LIBERTA’ D’INFORMAZIONE
Franco Siddi (Fnsi): La sentenza di Torino
non convince. Possibili ricorsi alla Corte di Strasburgo. Cambiare le leggi
sulla diffamazione
ROMA - “La Costituzione è il punto di tenuta della convivenza democratica, la Corte Costituzionale l’organo di garanzia delle libertà e dei diritti dei cittadini. Se necessario, dovrà essere ancora una volta proprio la suprema Corte, se non basteranno altri due gradi di giudizio e magari la Corte di Strasburgo, a doversi pronunciare su una libertà d’informazione e di critica, se non impoverita, messa in soggezione da alcune recenti sentenze del giudice ordinario”.
Lo ha detto Franco Siddi, segretario generale
della Federazione Nazionale della Stampa Italiana, nel suo intervento durante
la conferenza stampa annuale della Corte Costituzionale.

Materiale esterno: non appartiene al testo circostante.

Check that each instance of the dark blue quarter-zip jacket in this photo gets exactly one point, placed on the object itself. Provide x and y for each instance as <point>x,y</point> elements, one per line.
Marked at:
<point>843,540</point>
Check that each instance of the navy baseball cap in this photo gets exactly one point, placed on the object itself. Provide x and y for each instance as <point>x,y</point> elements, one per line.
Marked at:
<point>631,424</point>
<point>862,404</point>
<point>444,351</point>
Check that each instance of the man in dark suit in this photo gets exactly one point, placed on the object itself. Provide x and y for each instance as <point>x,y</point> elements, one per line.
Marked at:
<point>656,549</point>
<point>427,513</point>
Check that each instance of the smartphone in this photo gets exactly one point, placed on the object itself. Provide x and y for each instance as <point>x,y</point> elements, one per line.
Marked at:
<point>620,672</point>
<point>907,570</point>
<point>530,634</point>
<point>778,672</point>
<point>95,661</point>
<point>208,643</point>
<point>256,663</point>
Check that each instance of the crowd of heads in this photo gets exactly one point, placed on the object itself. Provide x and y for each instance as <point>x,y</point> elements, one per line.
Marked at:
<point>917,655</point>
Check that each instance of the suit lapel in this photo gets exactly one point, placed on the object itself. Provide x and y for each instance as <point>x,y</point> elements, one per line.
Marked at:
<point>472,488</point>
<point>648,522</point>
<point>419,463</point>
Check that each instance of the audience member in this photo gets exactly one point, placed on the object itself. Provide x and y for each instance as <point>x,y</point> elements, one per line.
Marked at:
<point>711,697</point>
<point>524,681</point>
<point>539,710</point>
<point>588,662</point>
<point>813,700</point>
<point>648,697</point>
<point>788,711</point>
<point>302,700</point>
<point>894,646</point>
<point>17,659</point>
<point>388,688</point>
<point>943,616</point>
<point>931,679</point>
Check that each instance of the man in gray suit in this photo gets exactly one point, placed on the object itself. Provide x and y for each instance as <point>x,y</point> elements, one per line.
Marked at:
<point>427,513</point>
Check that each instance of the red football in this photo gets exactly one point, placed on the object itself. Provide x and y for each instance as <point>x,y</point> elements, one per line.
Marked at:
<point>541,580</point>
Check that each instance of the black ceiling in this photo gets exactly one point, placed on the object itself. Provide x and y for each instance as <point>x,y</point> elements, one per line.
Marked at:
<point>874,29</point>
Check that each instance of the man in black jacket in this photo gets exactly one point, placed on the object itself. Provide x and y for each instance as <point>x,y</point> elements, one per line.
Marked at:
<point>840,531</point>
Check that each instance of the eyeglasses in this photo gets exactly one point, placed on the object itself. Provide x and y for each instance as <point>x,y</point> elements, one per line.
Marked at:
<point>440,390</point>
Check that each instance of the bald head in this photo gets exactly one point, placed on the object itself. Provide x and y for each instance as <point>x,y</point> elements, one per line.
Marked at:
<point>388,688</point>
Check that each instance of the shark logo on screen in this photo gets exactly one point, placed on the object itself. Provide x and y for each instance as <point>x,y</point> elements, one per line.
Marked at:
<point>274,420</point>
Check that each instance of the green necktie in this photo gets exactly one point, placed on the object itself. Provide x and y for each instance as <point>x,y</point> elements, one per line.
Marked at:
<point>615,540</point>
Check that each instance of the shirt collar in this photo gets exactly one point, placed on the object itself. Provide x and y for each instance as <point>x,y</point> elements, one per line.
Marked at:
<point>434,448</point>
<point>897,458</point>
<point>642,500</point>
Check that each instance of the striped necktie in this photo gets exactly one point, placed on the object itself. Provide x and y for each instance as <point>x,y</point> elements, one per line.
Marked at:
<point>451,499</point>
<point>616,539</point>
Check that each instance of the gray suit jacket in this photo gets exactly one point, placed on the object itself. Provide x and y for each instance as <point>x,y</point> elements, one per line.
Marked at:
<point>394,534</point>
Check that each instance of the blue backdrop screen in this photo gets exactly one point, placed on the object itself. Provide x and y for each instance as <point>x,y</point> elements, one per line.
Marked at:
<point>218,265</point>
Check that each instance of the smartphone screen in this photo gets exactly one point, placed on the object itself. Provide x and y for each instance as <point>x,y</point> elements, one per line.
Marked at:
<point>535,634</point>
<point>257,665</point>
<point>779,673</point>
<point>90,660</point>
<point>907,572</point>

Siddi ha citato espressamente la condanna, da parte del tribunale di Torino, del giornalista Corrado Formigli a pagare cinque milioni di euro e dell’azienda per la quale lavorava, la Rai (altri due milioni) alla Fiat per le valutazioni espresse in un servizio su un’auto. Una sentenza - ha detto Siddi - “che continua a suscitare grave preoccupazione non solo per l’enormità della sanzione a carico del collega ma soprattutto per gli effetti che può provocare nel mondo della professione e dell’editoria, anche in termini di autocensura preventiva”. “Per fortuna - ha aggiunto - nel nostro ordinamento ci sono tre gradi di giudizio e così come il giornalista - e chiunque - può sbagliare e deve essere richiamato a sanare nel modo giusto ed equo l’errore, è comprensibile e oggi ancora necessario, nel caso italiano almeno, che più gradi di giudizio valutino i casi che comportino emissione di pene severe incidenti sulla disponibilità di beni primari per tutti i cittadini come l’informazione”.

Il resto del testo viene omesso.